S&P raised the alarm when RAK then used the same data system to assess its own population as a proportion of the federal figures. The result was the more than 50 per cent leap in its estimated population in 2010.
“An adjustment of the national population was performed in 2011 for reasons beyond our control and the result was a big jump in our data,” says Jamal Bellout, director of studies and statistics administration at RAK’s Department of Economic Development, which is responsible for the emirate’s economic data. He says the department was working with the NBS to try to reassess the data.
For reasons still unclear to S&P, the revision in the federal methodology did not cause a major change in the UAE’s overall population number. Officials at the NBS were not available for comment to The National.
RAK’s data looked increasingly shaky when S&P turned to the emirate’s official GDP figures. Estimates for GDP growth were not raised to reflect the upward revision to population growth. Therefore, S&P warned that its estimate of the emirate’s GDP per capita for this year would slide to about US$17,500 per capita from its previous forecast of $24,500.
“In all cases, we understand that GDP and population data is an estimate,” says Mr Cullinan. “We have to interpret the data to make assumptions on wealth levels but if the base data is erratic then that adds to the challenge.”
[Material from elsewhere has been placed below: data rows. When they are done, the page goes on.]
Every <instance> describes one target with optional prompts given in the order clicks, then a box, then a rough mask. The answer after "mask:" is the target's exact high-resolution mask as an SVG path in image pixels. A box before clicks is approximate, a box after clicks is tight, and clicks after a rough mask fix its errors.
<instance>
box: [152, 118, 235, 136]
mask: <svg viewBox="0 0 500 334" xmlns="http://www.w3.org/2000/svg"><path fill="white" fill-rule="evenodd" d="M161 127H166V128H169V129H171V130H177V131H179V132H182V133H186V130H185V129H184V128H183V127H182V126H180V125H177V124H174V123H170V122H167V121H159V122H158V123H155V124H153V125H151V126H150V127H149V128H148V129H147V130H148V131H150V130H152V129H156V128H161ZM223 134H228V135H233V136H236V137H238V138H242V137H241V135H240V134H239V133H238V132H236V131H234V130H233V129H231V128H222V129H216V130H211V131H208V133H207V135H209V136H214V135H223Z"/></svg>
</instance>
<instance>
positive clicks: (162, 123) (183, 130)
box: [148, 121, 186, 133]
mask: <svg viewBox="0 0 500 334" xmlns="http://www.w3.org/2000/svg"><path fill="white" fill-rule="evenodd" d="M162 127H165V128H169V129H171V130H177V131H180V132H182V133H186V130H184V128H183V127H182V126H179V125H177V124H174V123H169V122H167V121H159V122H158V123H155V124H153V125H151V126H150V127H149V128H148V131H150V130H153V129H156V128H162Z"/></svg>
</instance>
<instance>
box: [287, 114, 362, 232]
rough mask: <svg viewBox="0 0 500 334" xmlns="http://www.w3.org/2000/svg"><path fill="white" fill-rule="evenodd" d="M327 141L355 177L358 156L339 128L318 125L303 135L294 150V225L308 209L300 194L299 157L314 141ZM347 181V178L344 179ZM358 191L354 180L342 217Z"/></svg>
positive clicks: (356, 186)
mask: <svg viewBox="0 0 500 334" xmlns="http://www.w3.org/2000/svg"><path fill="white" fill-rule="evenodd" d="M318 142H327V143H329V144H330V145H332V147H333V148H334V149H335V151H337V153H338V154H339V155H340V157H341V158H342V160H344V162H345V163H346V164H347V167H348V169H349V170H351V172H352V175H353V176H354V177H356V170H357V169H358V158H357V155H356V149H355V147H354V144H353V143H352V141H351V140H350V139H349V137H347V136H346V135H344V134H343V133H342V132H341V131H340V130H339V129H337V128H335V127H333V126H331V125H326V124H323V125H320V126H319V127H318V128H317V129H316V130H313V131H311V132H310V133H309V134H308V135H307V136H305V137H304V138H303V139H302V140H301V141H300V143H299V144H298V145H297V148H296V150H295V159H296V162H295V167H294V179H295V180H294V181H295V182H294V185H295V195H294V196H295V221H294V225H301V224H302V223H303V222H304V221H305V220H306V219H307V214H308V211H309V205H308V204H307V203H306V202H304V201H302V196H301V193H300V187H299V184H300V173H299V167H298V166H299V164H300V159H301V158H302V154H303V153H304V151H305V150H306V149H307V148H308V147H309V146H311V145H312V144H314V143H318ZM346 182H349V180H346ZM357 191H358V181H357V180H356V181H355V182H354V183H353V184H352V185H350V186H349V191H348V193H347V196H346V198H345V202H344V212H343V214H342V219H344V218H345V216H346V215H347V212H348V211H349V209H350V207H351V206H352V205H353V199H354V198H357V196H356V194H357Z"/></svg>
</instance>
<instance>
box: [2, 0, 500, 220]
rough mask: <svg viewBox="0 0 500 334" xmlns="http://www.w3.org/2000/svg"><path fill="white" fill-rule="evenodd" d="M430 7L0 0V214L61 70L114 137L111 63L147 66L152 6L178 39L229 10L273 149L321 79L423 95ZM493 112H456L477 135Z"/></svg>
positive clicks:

S&P said the availability and timeliness of RAK’s data, spanning population, national income and external accounts, was among the weakest of the sovereigns it rated. It is not the first time the ratings agency has warned a GCC sovereign about the paucity of its data. When it assigned its A/A-1 long and short-term foreign and local currency credit ratings to Sharjah in January, S&P warned that limited data availability was a “rating constraint.”
But RAK is at the most immediate risk of paying the price in the form of a downgrade. It is particularly galling for officials as the emirate enjoys a renaissance across its economy.
“RAK is booming,” says Mr Bellout. “It does not make sense to have a drop in our rating.”